Password Generator
Generate cryptographically secure passwords in your browser. No data is ever sent to a server.
dU39FXHFAgoHe4EEClick "Generate" to create multiple passwords at once.
Why use a browser-based password generator?
This generator runs entirely in your browser using the Web Cryptography API (crypto.getRandomValues), which produces cryptographically secure random numbers — the same standard used by operating systems for key generation. Because nothing is sent to a server, you are protected from network interception and server breaches. Compare this to some online generators that log generated passwords server-side, intentionally or not.
How long and complex should a password be?
Password strength is measured in bits of entropy: log₂(charsetSize ^ length). A 16-character password mixing uppercase, lowercase and numbers yields ~95 bits — enough to resist all known brute-force attacks.
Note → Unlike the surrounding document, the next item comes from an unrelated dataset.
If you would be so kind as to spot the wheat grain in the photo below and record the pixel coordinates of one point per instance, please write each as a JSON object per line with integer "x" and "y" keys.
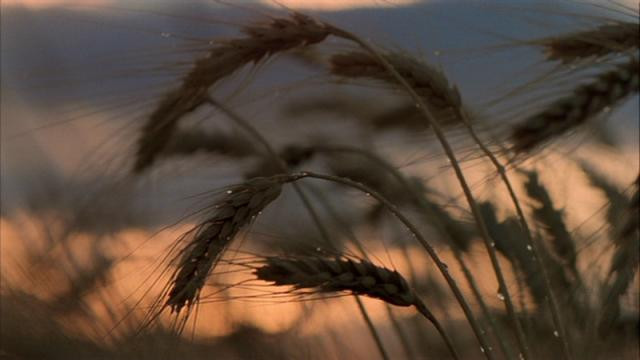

For high-value accounts (email, banking, password manager master password) aim for 20+ characters and at least 3 character types. Using a password manager lets you use a unique strong password for every site without memorising them.
What do the character set options mean?
Uppercase adds 26 characters (A–Z), lowercase 26 (a–z), numbers 10 (0–9), and symbols roughly 28 printable special characters. The "exclude ambiguous" option removes characters that look similar in certain fonts — 0/O, 1/l/I — reducing transcription errors when you must type a password manually. The charset size directly drives entropy: toggling symbols on a 16-char password raises entropy from ~95 to ~105 bits.